Is integration key really a secret?

In https://community.pagerduty.com/forum/t/event-api-integration-key-does-it-need-to-be-a-secret/429 it says integration key should be treated like credential. However in the Amazon Cloud Watch Integration Guide, it tells the reader to put the integration URL, which includes integration key, into SNS’ “Endpoint” field. So anyone going to the SNS console can see the integration URL as plain text.

So I am wondering, if the recommendation is to put the integration URL as some plain text property in SNS, does it need to be a secret?

Hi Alvin! This is a great question!

There’s a few different pieces of data that act like keys in the PagerDuty platform, and they allow for different components to be authorized. The two secret types interact with different aspects of our API, the events API and the REST API.

Integration keys, which are also sometimes referred to in the docs as “routing keys” are single-function endpoint ids for receiving alerts and events. They do get entered into UIs on other tools for many/most of the integrations that feed data into PagerDuty. They have a very limited use - they tell PagerDuty where to send an alert or event (a service or a rule). They can’t be used to change anything on the platform. So they are sensitive but not secret in a way that you’d want to prevent everyone in your org from accessing them in the average case, but you don’t want them shared publicly or checked into a github repo.

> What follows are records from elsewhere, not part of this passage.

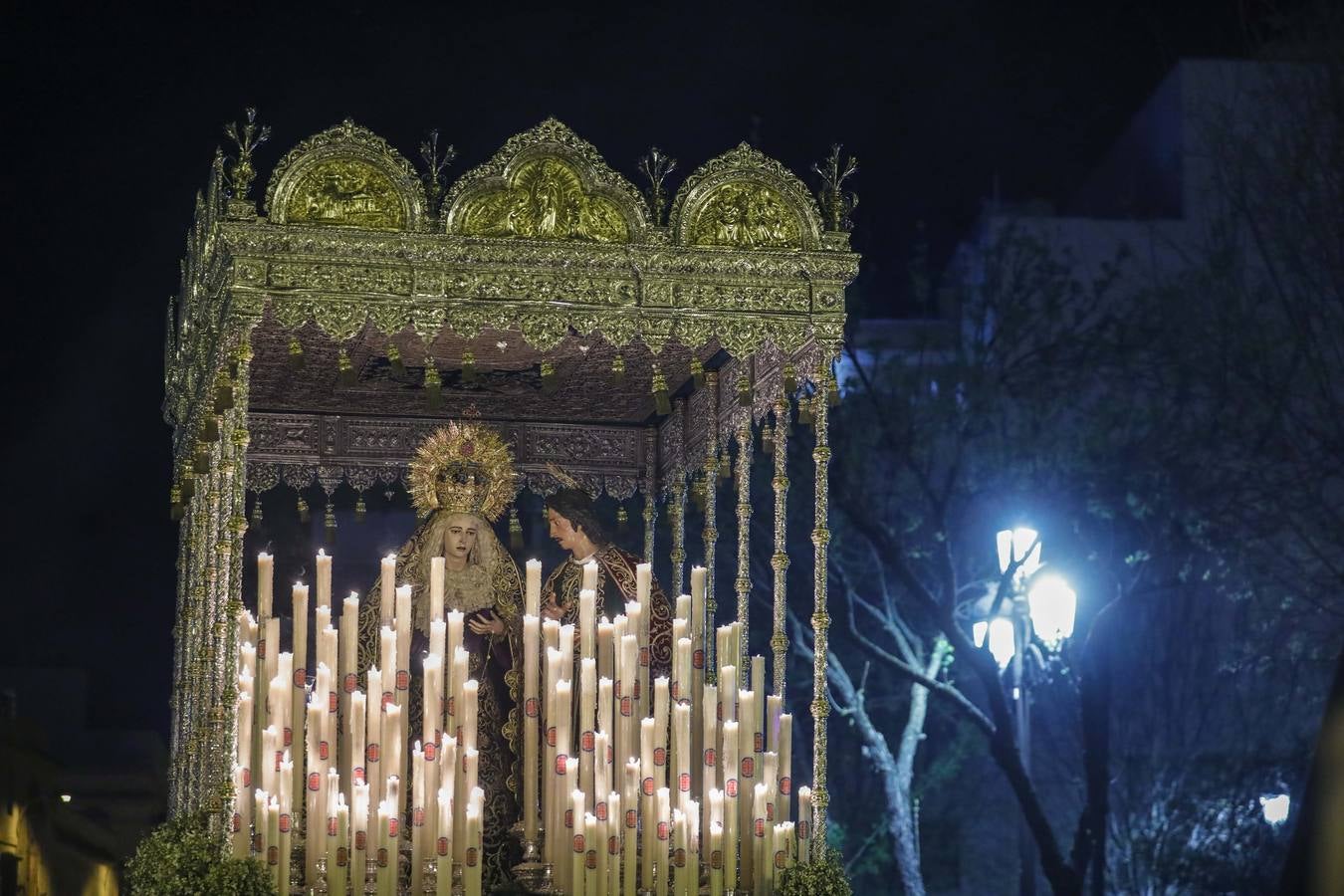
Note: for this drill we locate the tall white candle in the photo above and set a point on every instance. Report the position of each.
(325, 579)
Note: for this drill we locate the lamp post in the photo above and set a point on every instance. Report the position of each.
(1041, 603)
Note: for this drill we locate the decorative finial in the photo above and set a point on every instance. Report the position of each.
(434, 165)
(836, 203)
(656, 166)
(241, 173)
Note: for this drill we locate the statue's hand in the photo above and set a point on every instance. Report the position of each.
(487, 623)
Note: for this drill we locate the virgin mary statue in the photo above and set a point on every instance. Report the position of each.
(461, 481)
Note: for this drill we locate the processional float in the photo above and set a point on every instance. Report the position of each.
(326, 338)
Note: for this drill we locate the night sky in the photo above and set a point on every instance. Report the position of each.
(114, 114)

The other keys are the API Access Keys and User Tokens that provide the ability to make changes to the objects in your PagerDuty account - services, rules, users, teams, escalation policies, etc - and those should be treated as true secret credentials and stored in your vault. You won’t use these keys in integrations that send data TO PagerDuty, but they are required for extensions that receive data FROM PagerDuty and can interact with it - like Slack or ServiceNow.

Hope that helps. Happy to chat more if you have more questions!